I was very happy when the French Fridays with Dorie crew picked Dorie's Bubble-Top Brioches (pg 496 of Around My French Table) for this week, because I welcome any opportunity to bake bread. I love the smell of bread dough as it proofs, I love the physicality of kneading, I love the feeling of accomplishment as I pull it from the oven, and, of course, I love that first hot slice.
I haven't made a bread like brioche before. It's a sticky dough, with butter and eggs worked into it. To date, I've only baked crusty peasant loaves, so this was a little different. As I stared at the butter-streaked mess being mechanically kneaded by my KitchenAid mixer, I wasn't sure it was going to come together cohesively. I closed my eyes and decided to just go with it. As promised, ten minutes later, I had a nice, smooth ball of dough. Always trust in The Dorie.
The recipe wasn't hard, but it was inconvenient. It proofed for an hour and then needed to be refrigerated and de-poofed every half hour until the yeast slowed down. This took me about two and a half hours. It wasn't labor intensive, but the process did use up a giant chunk of the day. It's best left for a day when you have no plans to leave the house.
The dough sits in the fridge overnight. Three little balls of dough each go into 12 muffin tins, and then proof again. They get an egg wash, are baked, and come out of the oven beautifully browned and smelling buttery and rich. I immediately inhaled one. And then a second. And then a third.
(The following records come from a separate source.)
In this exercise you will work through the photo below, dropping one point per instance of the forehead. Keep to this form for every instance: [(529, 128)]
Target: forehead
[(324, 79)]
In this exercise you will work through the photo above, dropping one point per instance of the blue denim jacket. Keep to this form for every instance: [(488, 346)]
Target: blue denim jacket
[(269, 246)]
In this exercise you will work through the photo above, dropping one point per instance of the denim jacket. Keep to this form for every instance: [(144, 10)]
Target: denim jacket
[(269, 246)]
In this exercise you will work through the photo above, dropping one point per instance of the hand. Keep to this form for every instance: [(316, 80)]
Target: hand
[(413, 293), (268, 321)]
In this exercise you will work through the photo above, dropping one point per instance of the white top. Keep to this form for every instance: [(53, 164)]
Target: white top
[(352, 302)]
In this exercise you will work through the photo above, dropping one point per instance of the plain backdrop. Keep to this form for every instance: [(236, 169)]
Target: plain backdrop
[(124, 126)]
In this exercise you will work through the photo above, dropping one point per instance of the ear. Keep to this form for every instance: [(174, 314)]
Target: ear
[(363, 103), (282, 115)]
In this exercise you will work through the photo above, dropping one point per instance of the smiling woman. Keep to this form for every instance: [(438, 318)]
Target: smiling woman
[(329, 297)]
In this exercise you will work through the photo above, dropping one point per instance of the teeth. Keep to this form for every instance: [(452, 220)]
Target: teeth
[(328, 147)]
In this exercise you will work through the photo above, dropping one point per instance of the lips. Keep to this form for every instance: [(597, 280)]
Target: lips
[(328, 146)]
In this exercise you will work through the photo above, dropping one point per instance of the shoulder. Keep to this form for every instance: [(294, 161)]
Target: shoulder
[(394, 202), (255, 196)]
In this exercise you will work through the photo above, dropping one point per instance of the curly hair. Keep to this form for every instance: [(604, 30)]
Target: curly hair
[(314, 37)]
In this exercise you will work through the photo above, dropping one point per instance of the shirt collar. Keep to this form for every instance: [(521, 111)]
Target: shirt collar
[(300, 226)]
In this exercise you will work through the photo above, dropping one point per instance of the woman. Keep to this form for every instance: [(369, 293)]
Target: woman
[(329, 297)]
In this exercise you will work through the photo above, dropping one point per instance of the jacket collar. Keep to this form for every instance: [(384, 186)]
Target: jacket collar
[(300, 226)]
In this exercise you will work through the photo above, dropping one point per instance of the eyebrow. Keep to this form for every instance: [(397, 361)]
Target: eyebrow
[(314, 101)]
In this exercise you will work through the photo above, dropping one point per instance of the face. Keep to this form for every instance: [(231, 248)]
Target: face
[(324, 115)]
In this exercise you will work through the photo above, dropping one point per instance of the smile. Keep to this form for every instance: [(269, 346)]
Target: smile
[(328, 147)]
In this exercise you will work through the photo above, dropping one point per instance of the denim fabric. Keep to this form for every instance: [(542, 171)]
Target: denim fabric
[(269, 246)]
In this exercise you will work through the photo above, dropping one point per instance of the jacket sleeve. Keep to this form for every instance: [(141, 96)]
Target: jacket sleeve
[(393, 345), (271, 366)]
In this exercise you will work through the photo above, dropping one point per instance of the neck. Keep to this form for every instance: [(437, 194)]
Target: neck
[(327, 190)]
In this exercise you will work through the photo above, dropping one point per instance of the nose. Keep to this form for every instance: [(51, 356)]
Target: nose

I will say, the finished texture didn't have "lovely spring and stretch," as Dorie said it would. A minor complaint about a tasty roll, but it tips me off that I probably didn't produce a perfect version.
I'm hoping that another Dorista made the loaf version of this recipe, because when I read it, I could not figure out how the logs of dough were meant to be placed in the loaf pan.
Conclusion: Liked it. Bread makes me happy. As with most bread-products, it's Charlie Approved.